The non-tender deadline came on Friday and there were some surprising names to be cut loose. On the other hand, the SF Giants non-tendered a few players, but there were no surprises. There is an opportunity for the Giants to upgrade the roster with some of the new free agents.
Top 3 non-tender players that the SF Giants should sign
The Giants have been one of the more aggressive teams on the non-tender market in recent years. John Brebbia, Curt Casali, Kevin Gausman, and Matthew Boyd are just a few recent names that come to mind.
You may not always find superstar talent in this pocket of free agency, but the Giants have proven that they can find incredible value with a player like Gausman. Brebbia and Casali proved to be positive additions as well.
This front office is creative in how it builds the roster and the non-tender market can present some nice value opportunities. Perhaps, the most notable player to become a free agent on Friday was Los Angeles Dodgers outfielder Cody Bellinger.
The former NL MVP has posted a .611 OPS over the past two seasons and was set to earn $18.1 million through arbitration. The Dodgers decided that was too much, so they made him a free agent instead.
Is he a fit for the Giants? He is an above-average outfielder but the offensive numbers offer plenty of red flags. San Francisco has a lot of work to do in the outfield, and it feels like taking a flyer on a player who has performed poorly in recent seasons is too big of a risk. That said, there are plenty of other options.
1. Third baseman/outfielder Brian Anderson
After buying out Evan Longoria's $13 million team option for 2023, the Giants have a void at third base. David Villar can certainly fill that void after having an impressive finish to the season but the Giants could use some depth at the position as well.

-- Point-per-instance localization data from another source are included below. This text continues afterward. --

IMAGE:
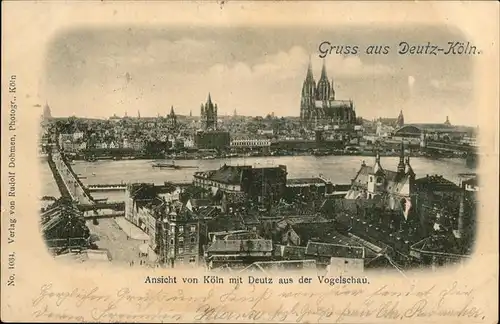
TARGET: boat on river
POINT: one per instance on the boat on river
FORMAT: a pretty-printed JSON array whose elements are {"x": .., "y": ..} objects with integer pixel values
[{"x": 172, "y": 165}]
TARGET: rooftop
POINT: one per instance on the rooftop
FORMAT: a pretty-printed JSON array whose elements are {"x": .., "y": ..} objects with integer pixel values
[
  {"x": 236, "y": 246},
  {"x": 335, "y": 250}
]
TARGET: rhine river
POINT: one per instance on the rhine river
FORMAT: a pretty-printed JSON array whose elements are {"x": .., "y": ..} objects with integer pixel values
[{"x": 340, "y": 169}]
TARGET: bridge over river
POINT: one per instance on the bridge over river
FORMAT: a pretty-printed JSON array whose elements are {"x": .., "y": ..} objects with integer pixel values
[{"x": 71, "y": 187}]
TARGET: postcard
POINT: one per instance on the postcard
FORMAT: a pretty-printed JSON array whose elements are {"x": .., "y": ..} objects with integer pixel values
[{"x": 241, "y": 162}]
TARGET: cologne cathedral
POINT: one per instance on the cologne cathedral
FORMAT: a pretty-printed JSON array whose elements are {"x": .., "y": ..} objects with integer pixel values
[
  {"x": 318, "y": 106},
  {"x": 209, "y": 115}
]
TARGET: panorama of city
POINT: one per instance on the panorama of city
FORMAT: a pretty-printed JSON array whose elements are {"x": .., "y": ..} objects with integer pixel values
[{"x": 325, "y": 189}]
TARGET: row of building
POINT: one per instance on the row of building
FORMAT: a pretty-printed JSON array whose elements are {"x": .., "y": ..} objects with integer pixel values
[{"x": 244, "y": 215}]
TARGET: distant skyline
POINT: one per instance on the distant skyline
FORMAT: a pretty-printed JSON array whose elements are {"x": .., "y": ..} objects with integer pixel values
[{"x": 257, "y": 71}]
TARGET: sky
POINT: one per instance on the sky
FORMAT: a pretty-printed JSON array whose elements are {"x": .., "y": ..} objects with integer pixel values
[{"x": 255, "y": 71}]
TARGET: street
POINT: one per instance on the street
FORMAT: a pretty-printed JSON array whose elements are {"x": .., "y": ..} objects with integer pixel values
[{"x": 114, "y": 239}]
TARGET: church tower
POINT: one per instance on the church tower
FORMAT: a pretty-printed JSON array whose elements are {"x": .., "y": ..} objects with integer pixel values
[
  {"x": 209, "y": 114},
  {"x": 401, "y": 164},
  {"x": 447, "y": 121},
  {"x": 401, "y": 119},
  {"x": 308, "y": 95},
  {"x": 172, "y": 118},
  {"x": 323, "y": 90},
  {"x": 46, "y": 112}
]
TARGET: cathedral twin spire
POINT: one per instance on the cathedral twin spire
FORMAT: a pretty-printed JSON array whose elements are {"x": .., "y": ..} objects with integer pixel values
[{"x": 321, "y": 91}]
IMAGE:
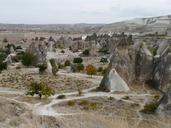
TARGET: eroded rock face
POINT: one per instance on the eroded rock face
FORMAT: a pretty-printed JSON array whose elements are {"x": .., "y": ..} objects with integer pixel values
[
  {"x": 113, "y": 82},
  {"x": 165, "y": 103},
  {"x": 39, "y": 50},
  {"x": 143, "y": 63}
]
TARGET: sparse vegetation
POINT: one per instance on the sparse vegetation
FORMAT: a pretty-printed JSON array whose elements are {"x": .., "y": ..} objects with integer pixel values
[
  {"x": 86, "y": 52},
  {"x": 40, "y": 89},
  {"x": 42, "y": 67},
  {"x": 28, "y": 59},
  {"x": 77, "y": 67},
  {"x": 91, "y": 70},
  {"x": 104, "y": 60},
  {"x": 5, "y": 40},
  {"x": 78, "y": 60},
  {"x": 54, "y": 67},
  {"x": 67, "y": 63},
  {"x": 71, "y": 103},
  {"x": 150, "y": 107},
  {"x": 61, "y": 97},
  {"x": 126, "y": 98}
]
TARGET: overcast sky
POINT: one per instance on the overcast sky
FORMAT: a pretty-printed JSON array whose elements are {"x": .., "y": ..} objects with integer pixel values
[{"x": 79, "y": 11}]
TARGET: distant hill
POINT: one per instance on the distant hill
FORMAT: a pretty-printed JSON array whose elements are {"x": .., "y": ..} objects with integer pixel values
[
  {"x": 59, "y": 28},
  {"x": 138, "y": 25}
]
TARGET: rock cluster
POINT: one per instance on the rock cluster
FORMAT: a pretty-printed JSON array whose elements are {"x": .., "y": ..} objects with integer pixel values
[{"x": 143, "y": 63}]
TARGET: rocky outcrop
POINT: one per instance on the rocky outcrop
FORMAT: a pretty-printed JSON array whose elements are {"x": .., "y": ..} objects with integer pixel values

I will admit that Brian Anderson is my favorite of any of the players who were non-tendered on Friday. At one point, he was emerging as one of the top young players in the game. However, he has battled a number of shoulder, back, and oblique ailments over the past two seasons.
He has not appeared in over 100 games since the 2019 season, so Anderson comes with plenty of injury risk. That said, the Giants have proven time and again to accept a high degree of injury risk.
Due in part to injuries, Anderson has struggled to the .681 OPS over the last two seasons. This includes a 9.7 percent walk rate against a 25.7 percent strikeout rate, so he still draws walks at a decent rate, which should hold appeal to the Giants front office.
Despite his struggles, the 29-year-old infielder had a three-year stretch beginning in 2017 where he slashed .266/.350/.436 (112 OPS+) with a 9.0 percent walk rate against a 21.8 percent strikeour rate.
In the field, Anderson would give the Giants a little extra versatility. He has generally been a plus defender at the hot corner with a strong arm in right field. The Giants need to get younger and more versatile, so adding Anderson would check off a few boxes.
The right-handed bat was projected to earn $5.2 million in his final trip through arbitration, but the Miami Marlins decided that the cost was too steep after a pair of injury-riddled seasons. This is a contract that the Giants can certainly absorb.